Looking at all this data, my goal was to find the “secret formula”—the common threads that tied together all of these accounts. And I thought that it would be a nice, neat set of design principles.
Instead, we barely got any straight answers, because everything we looked at was scattered.
Then I finally started to put it together. The scatter, the fact that tested campaigns performed way better than regular campaigns, why we couldn’t figure out what the perfect email template looks like: All of this was happening because successful design is completely about context.
There won’t ever be a magical set of design principles that will give you amazing results, and this is actually a really good thing! That means that you can design around context—and figure it out for yourself.
The best thing you can do is learn how to make the most of your own data, and we’ve got some tips to help you do just that.
1. Use your own data.
You could be one of those scattered points at the very end of our charts. Best practices are a good place to start if you get stuck, but we can’t always assume that they work for everyone, and you won’t know what works best for you if you aren’t willing to test it out.
2. Set goals.
Before you get down into the actual testing part, though, it’s important to set goals for your tests. Decide what success is going to look like before you start collecting information. This will determine what exactly you want to test, how you’ll do it, and what pieces of information are relevant.
3. Challenge your assumptions.
Be open to asking yourself or your team where their assumptions come from, because you could be accepting best practices as a final truth or trusting that what used to work for you always will. Remember that just because something works for someone else or even worked for you in the past doesn’t mean it will now or in the future.
4. Make sure that data you’re collecting is helpful.
Not all data is good data. When you’re running tests, it’s important to be cognizant of the way you’re collecting it. It’s essentially doing a science experiment, and that means there are 2 types of variables involved.
When you’re trying to determine a relationship, you’ll have 2 variable types: control and response. The control variable is the thing that doesn’t change. When you’re running a test, this is the thing that remains constant.
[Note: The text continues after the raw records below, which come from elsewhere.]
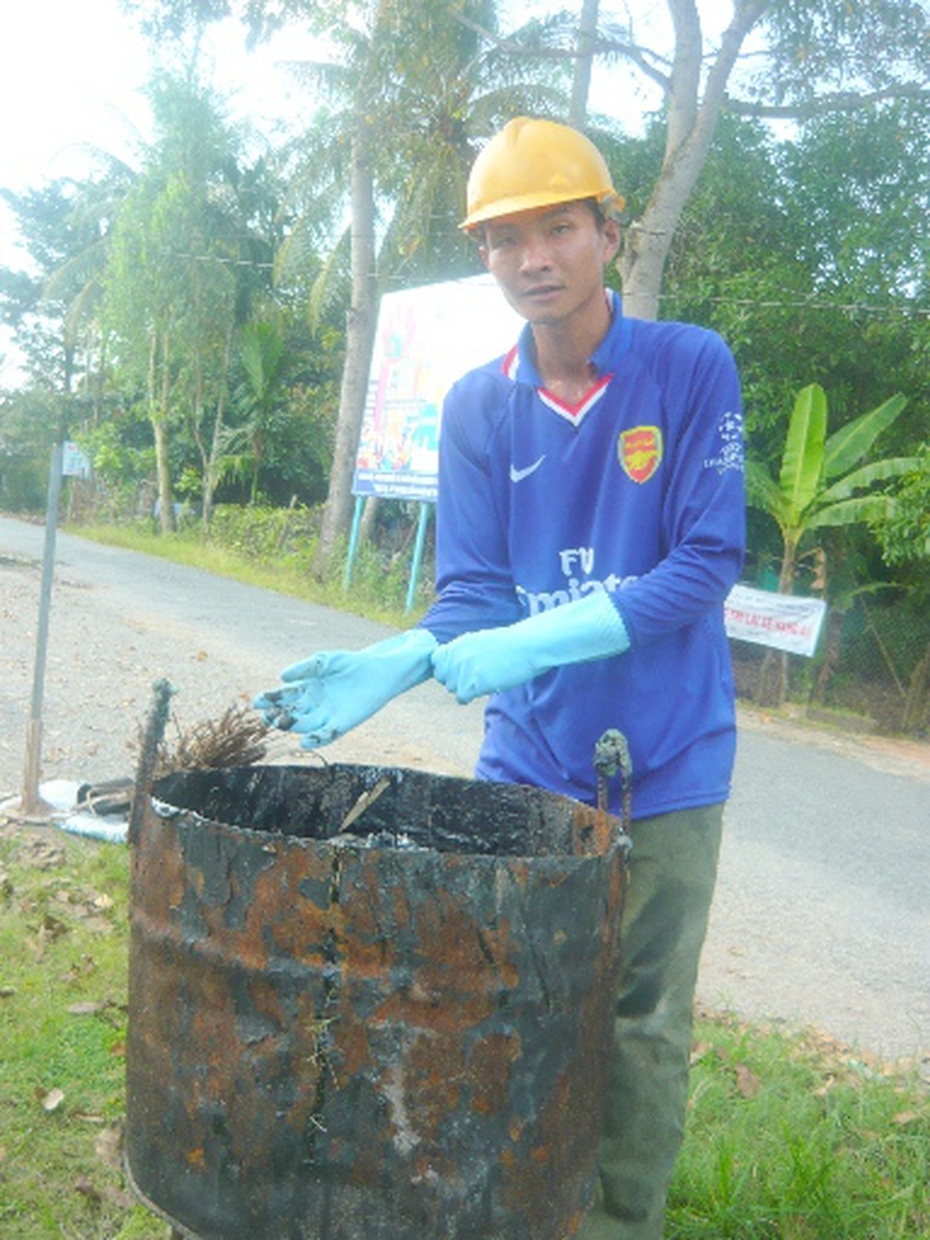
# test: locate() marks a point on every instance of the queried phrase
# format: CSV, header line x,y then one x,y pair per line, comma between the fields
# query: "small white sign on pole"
x,y
75,463
780,620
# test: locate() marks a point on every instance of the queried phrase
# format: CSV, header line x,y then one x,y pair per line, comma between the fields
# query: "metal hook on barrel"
x,y
154,734
611,757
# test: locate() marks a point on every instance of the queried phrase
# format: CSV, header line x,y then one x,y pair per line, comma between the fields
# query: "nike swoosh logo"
x,y
517,475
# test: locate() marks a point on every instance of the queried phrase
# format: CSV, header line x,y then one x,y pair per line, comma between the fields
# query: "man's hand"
x,y
331,692
492,660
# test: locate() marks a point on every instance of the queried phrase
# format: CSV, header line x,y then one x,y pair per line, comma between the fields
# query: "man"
x,y
589,526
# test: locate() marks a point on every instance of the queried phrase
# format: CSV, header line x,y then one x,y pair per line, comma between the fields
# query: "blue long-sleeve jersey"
x,y
637,491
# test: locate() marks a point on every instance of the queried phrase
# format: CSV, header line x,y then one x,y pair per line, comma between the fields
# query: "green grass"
x,y
790,1137
377,590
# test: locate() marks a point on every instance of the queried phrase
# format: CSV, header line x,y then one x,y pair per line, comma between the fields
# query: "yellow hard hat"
x,y
537,164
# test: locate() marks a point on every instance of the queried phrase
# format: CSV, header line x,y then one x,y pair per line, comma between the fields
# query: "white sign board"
x,y
425,340
73,461
779,620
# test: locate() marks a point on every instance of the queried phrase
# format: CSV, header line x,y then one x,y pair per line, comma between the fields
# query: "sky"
x,y
71,78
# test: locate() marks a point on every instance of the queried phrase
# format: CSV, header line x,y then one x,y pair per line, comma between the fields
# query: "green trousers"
x,y
672,874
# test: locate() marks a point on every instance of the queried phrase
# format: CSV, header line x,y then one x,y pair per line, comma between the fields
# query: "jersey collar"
x,y
520,363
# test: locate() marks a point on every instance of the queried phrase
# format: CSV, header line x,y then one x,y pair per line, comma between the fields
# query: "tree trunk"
x,y
584,58
774,671
692,119
916,706
360,341
158,416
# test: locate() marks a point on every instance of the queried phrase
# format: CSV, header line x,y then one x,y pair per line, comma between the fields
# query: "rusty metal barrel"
x,y
368,1003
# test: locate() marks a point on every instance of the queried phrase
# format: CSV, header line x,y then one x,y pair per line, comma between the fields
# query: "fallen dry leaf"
x,y
747,1081
109,1146
52,1100
88,1008
905,1117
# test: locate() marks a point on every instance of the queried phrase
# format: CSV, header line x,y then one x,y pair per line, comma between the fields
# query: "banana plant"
x,y
825,480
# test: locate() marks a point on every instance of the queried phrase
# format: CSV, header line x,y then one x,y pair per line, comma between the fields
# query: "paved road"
x,y
822,912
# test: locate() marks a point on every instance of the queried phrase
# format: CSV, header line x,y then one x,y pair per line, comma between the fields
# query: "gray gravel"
x,y
822,912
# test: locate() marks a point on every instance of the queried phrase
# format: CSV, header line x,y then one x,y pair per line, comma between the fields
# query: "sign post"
x,y
31,804
425,339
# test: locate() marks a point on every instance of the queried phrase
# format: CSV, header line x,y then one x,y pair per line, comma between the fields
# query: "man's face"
x,y
549,261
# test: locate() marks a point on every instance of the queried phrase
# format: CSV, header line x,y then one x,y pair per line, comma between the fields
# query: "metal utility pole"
x,y
31,806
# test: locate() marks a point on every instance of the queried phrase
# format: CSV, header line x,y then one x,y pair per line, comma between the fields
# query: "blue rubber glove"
x,y
492,660
329,693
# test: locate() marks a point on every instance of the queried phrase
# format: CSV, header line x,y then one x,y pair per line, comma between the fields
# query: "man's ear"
x,y
610,232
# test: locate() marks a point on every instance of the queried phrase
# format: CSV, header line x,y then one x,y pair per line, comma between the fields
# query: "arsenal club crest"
x,y
640,450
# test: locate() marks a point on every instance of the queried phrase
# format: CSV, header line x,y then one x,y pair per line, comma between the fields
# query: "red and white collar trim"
x,y
573,413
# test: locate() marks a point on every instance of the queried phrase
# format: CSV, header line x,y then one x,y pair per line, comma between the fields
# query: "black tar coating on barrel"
x,y
332,1038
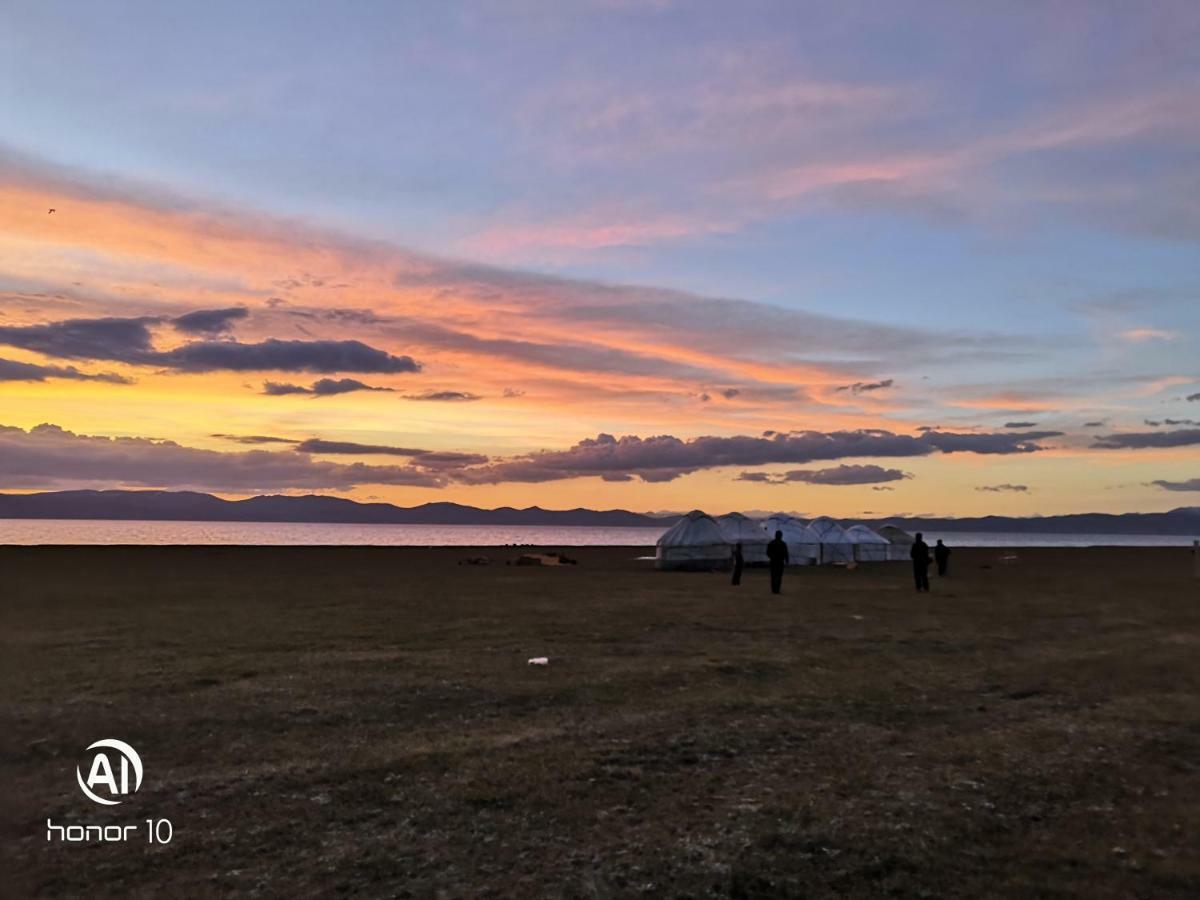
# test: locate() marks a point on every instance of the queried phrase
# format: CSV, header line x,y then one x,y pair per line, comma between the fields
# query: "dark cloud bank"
x,y
131,341
49,455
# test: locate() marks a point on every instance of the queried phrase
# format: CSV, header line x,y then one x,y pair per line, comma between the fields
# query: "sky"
x,y
856,258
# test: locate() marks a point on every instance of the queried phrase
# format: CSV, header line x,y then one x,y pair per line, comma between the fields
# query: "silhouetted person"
x,y
942,555
777,557
919,555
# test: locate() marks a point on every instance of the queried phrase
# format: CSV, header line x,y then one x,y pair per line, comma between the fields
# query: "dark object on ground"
x,y
543,559
718,750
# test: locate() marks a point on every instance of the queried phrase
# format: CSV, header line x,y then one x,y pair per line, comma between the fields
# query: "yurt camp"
x,y
834,545
695,543
742,529
802,549
869,546
899,540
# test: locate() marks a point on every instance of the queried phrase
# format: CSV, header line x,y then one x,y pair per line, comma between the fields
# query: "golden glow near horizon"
x,y
779,283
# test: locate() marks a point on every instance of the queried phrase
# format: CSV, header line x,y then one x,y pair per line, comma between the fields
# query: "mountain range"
x,y
189,505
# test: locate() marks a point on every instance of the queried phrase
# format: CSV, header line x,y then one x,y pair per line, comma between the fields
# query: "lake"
x,y
87,531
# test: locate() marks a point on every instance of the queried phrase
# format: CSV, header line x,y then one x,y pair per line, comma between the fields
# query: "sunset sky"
x,y
850,258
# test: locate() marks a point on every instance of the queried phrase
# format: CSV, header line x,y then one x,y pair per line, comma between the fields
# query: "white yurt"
x,y
869,546
694,543
835,546
775,523
742,529
899,540
802,549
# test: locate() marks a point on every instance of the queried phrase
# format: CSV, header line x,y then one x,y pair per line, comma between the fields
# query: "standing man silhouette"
x,y
919,555
942,555
777,556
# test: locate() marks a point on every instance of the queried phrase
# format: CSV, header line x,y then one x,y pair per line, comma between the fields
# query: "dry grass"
x,y
363,721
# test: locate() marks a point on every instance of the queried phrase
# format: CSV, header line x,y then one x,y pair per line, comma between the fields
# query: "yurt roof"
x,y
795,529
827,531
737,527
696,529
895,534
862,534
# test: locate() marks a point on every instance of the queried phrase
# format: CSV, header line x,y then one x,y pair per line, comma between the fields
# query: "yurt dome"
x,y
741,529
869,546
899,539
694,543
802,546
775,523
835,546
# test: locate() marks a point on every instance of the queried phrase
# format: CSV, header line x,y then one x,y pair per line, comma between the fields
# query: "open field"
x,y
363,721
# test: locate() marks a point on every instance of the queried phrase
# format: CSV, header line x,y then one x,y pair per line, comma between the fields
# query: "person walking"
x,y
777,557
919,555
942,556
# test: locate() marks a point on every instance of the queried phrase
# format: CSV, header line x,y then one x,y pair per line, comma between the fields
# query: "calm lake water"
x,y
89,531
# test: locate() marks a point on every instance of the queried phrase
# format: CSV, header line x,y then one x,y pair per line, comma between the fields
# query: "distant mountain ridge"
x,y
189,505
Then there’s the response variable. This is the thing that’s changing—it’s the outcome and the motivator for change.
In a test, you’re able to say that a response variable had the outcome it did because you were able to measure it against the control variable. But just because you need to have control doesn’t mean that you can only test one thing at a time. In fact, testing sets of changes together has actually been proven to be more effective than testing changes one after another. For example, if you’re wanting to test engagement with a large blue button with white text versus a smaller grey button with black text, you wouldn’t need to test the color and then test the size—you could test the combinations of those things against one another.
Bottom line: Be mindful and intentional about what you’re changing.
5. Leverage what you’ve learned.
You can use it to inform your email strategy and direction, and that’s really the whole point of collecting data: to get a better view into the hearts and minds of your subscribers and customers, and then use those insights to give them more of what they want.
6. Keep testing.
This process never really stops. Testing is something that evolves as your business does. There’s aren’t strict rules around when you need to test, though, but there are some times when it can be useful:
- As your audience grows, because new people may expect new things from you
- When you start sending a new type of campaign or selling a new type of product
- When you stop seeing the engagement that you want
Successful design isn’t about what everyone else is doing: It’s about figuring out what works for you. And you can do that through using your own data to challenge your assumptions and using what you learn to inform how you work. Your tests will be constantly evolving and changing, but they’ll also be the thing that gets you closer to finding your perfect template.